His Eminence stated, ‘it seems to me that Israel had prepared this project in advance, and wanted to conduct a raid to destroy Hezbollah by launching a surprise attack. The action of Hezbollah—capturing two Zionist soldiers—disturbed the surprise plan. I didn’t have this information; Sayyid didn’t have this information; Imad didn’t have this information. None of us had this information.
I always believe and say to the friends, based on the twenty-year experience of working with the Leader, I well saw in the Leader how piety (taqwa) can result in sagacity and deep insight in one’s words, heart and wisdom. Therefore, now whenever the Leader raises suspicion about something, I am sure that the matter will finally fail somehow; and whenever the Leader reassures us about something, I know that it will have good results.

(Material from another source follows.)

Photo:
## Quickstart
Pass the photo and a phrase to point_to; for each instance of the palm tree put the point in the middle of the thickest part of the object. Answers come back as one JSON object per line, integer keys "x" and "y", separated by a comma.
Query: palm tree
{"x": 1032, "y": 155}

This remark was very promising for me—as it helped Sayyid a lot, and relieved him. The beginning of the war wasn’t so distressing, but the end was appalling. The number of martyrs and ravages rocketed. Some of Sayyid’s remarks impressed me. I found this remark (the Leader’s) very good for him. Because some might mal-intend and say ‘Why did Hezbollah endanger the whole Shia community by capturing two Zionists?’ But this perspective was promising and important, because accordingly, by seizing two captives, Hezbollah had saved not only itself from complete destruction, but also the Lebanese nation.
He also mentioned a third point which had a spiritual aspect. He recommended the Hezbollah members to recite the supplication Jowshan Saqir. Among the Shias, Joshan Kabir is often recommended. Jowshan Saqir is not very popular, at least among the masses-the elites are different. The Leader explained that we shouldn’t doubt the effectiveness of this supplication. It’s like when some say, by reciting four Towhid verses or the Fatihah verse, the problems will be solved. His Eminence said that Jowshan Saqir is for a person in a desperate situation who wants to speak with God. On the same day, I returned to Tehran and then to Syria.